Perhaps, when I am gone, my children will understand why I got so excited by the bluebells each year, and why we had to take the scenic route through the school woods when we were going absolutely anywhere, or often nowhere in particular.  

do remember all of my pregnancies for some reason. I was pregnant nine times in my life, but only carried six to full-term. The first was when I was nineteen, in University and unmarried, although that soon changed. Before long, I wore a wedding dress with the tiniest little hint of a bump, while my parents looked on utterly wearing themselves out by not smiling and not wishing me well. That was normal. There was never much joy in my childhood home. I remember that much, sadly.

 The morning of my wedding, pains started and then rapidly worsened and I began to bleed. I lost the baby that day, but still I went to the church and married that man that I loved so terribly. 

            The season of my sixth pregnancy was quite unfortunate. My daughter was born in March of 1976, a bad time of year for me, when nothing had yet lifted and there was no sign of the bluebells. It is always darkest before the dawn in a mind with a malady.  That was the only baby I carried with me the entire way through the blackness, and that year I simply couldn’t hang on in. Somehow, she still became the best natured, gentlest child, a natural born healer before she even left the womb! 

A few weeks after our daughter was born, I continued to spiral down the rabbit hole solo, finally tumbling in to a dead end. I could go no further, so I decided to put myself out of my misery. It was only when a kind old woman we had recently hired as our housekeeper, yanked me out of the bathwater, that I got some proper help.  That woman was a proper motherly mother to me. 

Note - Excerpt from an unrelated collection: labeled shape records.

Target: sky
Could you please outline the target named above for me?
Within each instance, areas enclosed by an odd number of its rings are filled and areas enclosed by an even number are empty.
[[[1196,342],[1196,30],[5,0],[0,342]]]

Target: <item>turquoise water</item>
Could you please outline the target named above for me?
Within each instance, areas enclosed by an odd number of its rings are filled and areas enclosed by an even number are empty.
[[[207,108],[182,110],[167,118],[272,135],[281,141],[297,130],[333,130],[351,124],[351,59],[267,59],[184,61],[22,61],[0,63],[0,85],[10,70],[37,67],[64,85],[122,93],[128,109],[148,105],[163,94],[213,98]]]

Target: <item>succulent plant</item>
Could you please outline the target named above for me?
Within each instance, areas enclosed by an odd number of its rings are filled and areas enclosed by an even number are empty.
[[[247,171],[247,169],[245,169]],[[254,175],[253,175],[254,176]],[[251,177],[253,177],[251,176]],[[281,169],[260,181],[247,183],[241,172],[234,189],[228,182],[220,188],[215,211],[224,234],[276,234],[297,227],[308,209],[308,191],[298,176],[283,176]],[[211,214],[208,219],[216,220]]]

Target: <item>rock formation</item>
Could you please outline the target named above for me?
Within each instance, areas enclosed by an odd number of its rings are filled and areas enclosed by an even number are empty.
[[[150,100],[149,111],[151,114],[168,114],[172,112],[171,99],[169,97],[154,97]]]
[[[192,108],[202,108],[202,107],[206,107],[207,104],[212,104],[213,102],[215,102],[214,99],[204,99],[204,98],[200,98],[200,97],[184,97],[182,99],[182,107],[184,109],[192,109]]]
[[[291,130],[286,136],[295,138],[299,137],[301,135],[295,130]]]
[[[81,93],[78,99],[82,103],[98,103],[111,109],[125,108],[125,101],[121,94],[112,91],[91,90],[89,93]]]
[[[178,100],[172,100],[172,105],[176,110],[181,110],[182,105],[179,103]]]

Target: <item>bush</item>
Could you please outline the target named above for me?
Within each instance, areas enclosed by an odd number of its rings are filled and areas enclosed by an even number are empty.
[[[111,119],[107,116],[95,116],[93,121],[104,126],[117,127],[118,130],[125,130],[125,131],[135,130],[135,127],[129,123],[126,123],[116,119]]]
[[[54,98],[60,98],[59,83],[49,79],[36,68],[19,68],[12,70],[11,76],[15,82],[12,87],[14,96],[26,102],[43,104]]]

 In the 1970s, mental help involved curious and wildly experimental men in lab coats inducing a seizure to jolt all the blackness away. It actually did help me. It helped me to snatch more frequent glimpses of light and enjoy my family, but as the years went on, I was slowly alerted to all that I had lost. I was robbed of myself and my memories. Children naturally asked thousands of questions about their parent’s past and about the “days of black and white” but I had no real answers for them because everything seemed truly grey and strangely vacant.

            My daughter looked at me with tears in her eyes after I told her the story, about my missing stories…

“Mam, I’m so sorry. I can’t believe I never knew this before. How did I never know this?! I’ve asked you about your childhood before and school and everything! And you answered me. You alwaysgave me an answer!” She looked at the floor, and then back to me in shock and confusion. 

“Yep, well…that’s just that!” I quickly picked up my newspaper again so that she knew we were finished talking about it for good. She became silent. She understood me. 

            Years from now, my family might grasp why I always had something to pick up and read while we sat by the fire on rainy evenings, I was simply avoiding difficult questions, passing the time, waiting for the bluebells.